M. an Joachim Camerarius in Tübingen. - [Schmalkalden, 1. März 1537]

[1] M. kam mit schlimmen Erwartungen nach [Schmalkalden], wo die Fürsten über das Konzil, die [Theologen] über die Lehre beraten sollten. Luther, Bugenhagen, Spalatin, Osiander, Veit [Dietrich], Urbanus Rhegius und Amsdorf, sonst nur Pack, sind gekommen, von den angeblichen Lehrabweichlern nur [Ambrosius] Blarer und Bucer.

[2] Die Theologen sollten sowohl eine gemeinsame Lehrform erarbeiten als auch feststellen, was bis zum äußersten zu verteidigen ist und was um des Friedens willen dem Papst zugestanden werden kann.

[3] Beides scheiterte.

[4] Statt dessen verfaßte M. den [Tractatus] über die Gewalt des Papstes und der Bischöfe [⇨ 1851.1], und die Übereinstimmung mit der CA wurde festgestellt [1852]. Die Fürsten billigten die [Wittenberger?] Konkordie [1744]. In der Abendmahlslehre genügte Bucer sogar den strengen [Lutheranern], Blarer blieb allgemein und wurde von Osiander angegriffen, was M. abbrach. Über den Minimalkonsens hinaus konnte wegen Luthers Krankheit von den Theologen nichts erreicht werden.

[5] Die Fürsten berieten, ob das Konzil abzulehnen oder unter Vorbehalt zu beschicken sei. M.s Eintreten für letzteres [⇨ 1847] wurde von den Hofräten für unrealistisch erklärt.

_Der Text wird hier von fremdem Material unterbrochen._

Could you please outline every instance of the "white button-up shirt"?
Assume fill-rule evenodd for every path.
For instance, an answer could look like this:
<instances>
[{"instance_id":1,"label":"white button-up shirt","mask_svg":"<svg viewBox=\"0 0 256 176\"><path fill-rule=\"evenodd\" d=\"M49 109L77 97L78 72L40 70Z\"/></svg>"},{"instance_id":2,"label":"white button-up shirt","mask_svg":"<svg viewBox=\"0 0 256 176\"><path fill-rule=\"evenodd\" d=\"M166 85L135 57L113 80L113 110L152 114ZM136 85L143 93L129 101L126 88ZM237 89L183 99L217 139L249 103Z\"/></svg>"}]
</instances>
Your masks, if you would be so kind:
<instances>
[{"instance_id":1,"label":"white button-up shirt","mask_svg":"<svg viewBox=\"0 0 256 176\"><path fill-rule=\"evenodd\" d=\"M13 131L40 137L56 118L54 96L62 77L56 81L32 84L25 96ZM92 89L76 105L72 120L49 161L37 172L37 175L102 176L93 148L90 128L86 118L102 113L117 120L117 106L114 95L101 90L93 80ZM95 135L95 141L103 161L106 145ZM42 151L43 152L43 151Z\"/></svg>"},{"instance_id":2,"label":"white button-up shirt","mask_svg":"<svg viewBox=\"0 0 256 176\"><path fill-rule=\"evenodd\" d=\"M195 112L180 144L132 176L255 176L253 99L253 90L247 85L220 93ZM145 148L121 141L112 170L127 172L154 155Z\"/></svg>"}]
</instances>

M. bedauert, daß durch den Sieg der härteren Richtung die Spaltung der Kirche verewigt wird mit allen Folgen, woran einige Theologen sogar Gefallen finden. Dem Gesandten [Matthias Held] wurde also [am 28. 2.] geantwortet, der Kaiser möge statt des in Mantua ein freies Konzil veranlassen [Walch2 16, 2014-2023 Nr. 1236; CT 4, 81-87 Nr. 53].

[6] Da Veit [Dietrich] doch früher als erwartet abreist, wird M. die weiteren Ereignisse später berichten. Über Luthers Krankheit und [Georg] Sturtz' ärztliche Hilfe.

Fundort:
CR 3, 291-294 Nr. 1534 mit 3, 1288; Volz, Urkunden (1957), 132-135 (gekürzt); Cod. II, 72-75. ‒ MBW.T 7.
Datierung:
Datum von Cam. richtig ergänzt. In 1859 nimmt M. zweimal auf 1858 Bezug, und zwar mit ‚dabo‛ (§ 3) und ‚dedi‛ (§ 4). Diese Schwierigkeit wurde von Cam. durch Veränderung des ‚dabo‛ in ‚dedi‛ behoben, womit 1858 eindeutig vor 1859 einzureihen war. Volz l. c. 130-132 Anm. 2, 4 und 8 dagegen setzt 1858 kurze Zeit nach 1859 an, weil 1859 auf 1838 Bezug nimmt, der noch einmal von Dietrich überbracht worden sei, 1858 jedoch später von einem Unbekannten. Nach Ausweis der Überlieferung ist 1838 aber nicht bei den übrigen Briefen an C. und also wirklich nicht angekommen. Der Hinweis 1859.4 auf den durch Dietrich überbrachten Brief setzt darin aktuelle Mitteilungen voraus, was auf 1838 nicht zutrifft, wohl aber auf 1858. Der Sachverhalt dürfte folgender sein: M. hatte vor dem 1. März begonnen, einen ausführlichen Bericht für C. zu verfassen (1858 § § 1-5), den Dietrich mitnehmen sollte. Am 28. Februar kam Luscus und brachte 1838 zurück; M. gab ihm nun 1859. Während des Schreibens stellte sich heraus, daß auch Dietrich abreisen würde (in 1860 ist er schon weg), und so mußte M. rasch und summarisch 1858 zu Ende bringen (§ 6).